Last edited Wed Nov 5, 2014, 11:22 PM - Edit history (1)

quoted in the comments section of the article above, from the Baltimore Sun:



U.S. should release full torture report

By Leif H. Hendrickson

The U.S. cannot abide torture nor pardon those who commit it.

We now find ourselves (again) with an opportunity to do the right thing. Specifically, to uphold the principles and values of our Constitution and for our chief executive to hold true to his oath of office.

The Senate Intelligence Committee's report on U.S. torture addresses the executive branch's program(s) of interrogation and the behavior of those responsible for their execution. The executive branch, playing on America's fears of terrorism, continually assured the nation that programs were providing actionable results while asking for America's "trust" in their undisclosed methods in the name of national security. But it turns out that they were kibitzing with words and interpretations to allow (or justify) what are now known and confirmed as unethical, immoral practices — torture.

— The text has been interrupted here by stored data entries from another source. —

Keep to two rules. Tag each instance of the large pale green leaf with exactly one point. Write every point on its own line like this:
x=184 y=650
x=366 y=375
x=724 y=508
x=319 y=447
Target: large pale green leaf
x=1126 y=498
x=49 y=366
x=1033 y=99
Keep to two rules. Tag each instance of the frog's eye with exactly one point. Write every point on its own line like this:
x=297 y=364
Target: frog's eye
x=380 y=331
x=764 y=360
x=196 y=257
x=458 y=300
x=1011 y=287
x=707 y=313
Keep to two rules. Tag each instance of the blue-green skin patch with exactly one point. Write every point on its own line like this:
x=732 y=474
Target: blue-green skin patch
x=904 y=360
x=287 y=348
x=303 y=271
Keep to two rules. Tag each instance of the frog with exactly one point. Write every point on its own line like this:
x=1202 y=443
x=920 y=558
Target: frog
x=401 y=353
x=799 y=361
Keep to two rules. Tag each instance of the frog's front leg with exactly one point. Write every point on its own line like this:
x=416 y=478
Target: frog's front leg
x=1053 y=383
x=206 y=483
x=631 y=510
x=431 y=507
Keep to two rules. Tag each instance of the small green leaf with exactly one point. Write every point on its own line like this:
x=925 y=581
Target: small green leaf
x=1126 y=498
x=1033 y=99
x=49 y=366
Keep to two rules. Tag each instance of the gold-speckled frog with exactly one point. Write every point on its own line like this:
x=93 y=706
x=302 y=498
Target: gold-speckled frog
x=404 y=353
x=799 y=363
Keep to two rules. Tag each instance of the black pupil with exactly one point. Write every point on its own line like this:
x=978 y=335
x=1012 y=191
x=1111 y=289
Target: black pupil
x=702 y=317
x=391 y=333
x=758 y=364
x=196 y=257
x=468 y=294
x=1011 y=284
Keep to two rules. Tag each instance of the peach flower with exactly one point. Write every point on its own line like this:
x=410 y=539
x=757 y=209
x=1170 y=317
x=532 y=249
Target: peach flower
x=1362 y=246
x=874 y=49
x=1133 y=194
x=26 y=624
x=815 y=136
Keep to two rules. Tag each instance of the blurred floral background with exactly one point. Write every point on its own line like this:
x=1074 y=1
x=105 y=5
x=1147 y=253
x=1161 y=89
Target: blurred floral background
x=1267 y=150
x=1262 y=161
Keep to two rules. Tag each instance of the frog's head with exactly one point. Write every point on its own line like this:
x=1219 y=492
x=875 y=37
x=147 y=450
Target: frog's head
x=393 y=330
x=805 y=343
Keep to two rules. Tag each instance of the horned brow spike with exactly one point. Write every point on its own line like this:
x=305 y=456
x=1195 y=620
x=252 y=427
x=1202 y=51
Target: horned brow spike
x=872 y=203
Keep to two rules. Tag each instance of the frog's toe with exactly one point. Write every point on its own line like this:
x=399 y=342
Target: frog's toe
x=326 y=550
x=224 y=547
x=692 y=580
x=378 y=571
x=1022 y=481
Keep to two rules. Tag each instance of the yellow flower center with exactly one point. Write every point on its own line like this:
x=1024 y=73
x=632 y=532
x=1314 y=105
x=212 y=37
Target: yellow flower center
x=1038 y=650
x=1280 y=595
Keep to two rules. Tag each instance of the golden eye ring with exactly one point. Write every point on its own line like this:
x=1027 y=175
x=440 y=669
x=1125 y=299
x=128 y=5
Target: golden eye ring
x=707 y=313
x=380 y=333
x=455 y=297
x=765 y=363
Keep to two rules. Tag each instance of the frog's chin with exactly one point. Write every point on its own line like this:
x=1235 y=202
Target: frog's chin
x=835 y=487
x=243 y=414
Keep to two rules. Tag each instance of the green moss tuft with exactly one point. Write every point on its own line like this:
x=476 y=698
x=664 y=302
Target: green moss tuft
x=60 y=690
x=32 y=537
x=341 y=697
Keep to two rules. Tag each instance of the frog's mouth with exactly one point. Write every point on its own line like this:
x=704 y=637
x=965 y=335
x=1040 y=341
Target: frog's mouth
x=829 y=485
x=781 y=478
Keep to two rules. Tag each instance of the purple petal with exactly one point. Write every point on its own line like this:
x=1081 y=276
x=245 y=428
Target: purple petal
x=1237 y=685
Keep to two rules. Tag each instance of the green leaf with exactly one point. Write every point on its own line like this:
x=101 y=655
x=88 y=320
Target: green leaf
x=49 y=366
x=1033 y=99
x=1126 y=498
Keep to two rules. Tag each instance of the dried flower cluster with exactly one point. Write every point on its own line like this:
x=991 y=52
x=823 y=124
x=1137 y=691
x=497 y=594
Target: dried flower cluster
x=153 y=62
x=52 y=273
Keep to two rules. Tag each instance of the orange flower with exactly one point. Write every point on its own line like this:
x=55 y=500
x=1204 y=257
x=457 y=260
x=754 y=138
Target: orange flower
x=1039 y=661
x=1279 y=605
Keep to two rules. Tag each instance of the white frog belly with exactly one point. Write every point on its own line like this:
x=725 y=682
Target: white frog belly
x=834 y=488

Asking for our trust is an organization of the executive branch that has been found to have destroyed information on their practices of torture, illegally removed equipment from the legislative branch and conducted illegal surveillance of the legislative branch. And now, again in the interest of national security, the executive branch is redacting the Senate's report and asking citizens to once again "trust them." The subject report will either exonerate those organizations and individuals responsible for torture or provide an instrument leading to their accountability. Additionally, it will provide truth to citizens about the value of information received from torture. It should be released in its entirety.

There is nothing that could be more damaging to the fabric of our nation and its principles than pardoning those responsible for the abhorrent acts of torture, regardless of political stature or position. As our chief executive has stated, "nobody is above the law." There is no justification for torture, or the authorization to commit the act. Terrorism is, indeed, cowardly and against every principle that our nation stands for. And, those committing terrorism should rightly be brought to justice and held accountable — but within the framework of our standing values and principles of jurisprudence.

Leif H. Hendrickson is a retired brigadier general in the United States Marine Corps.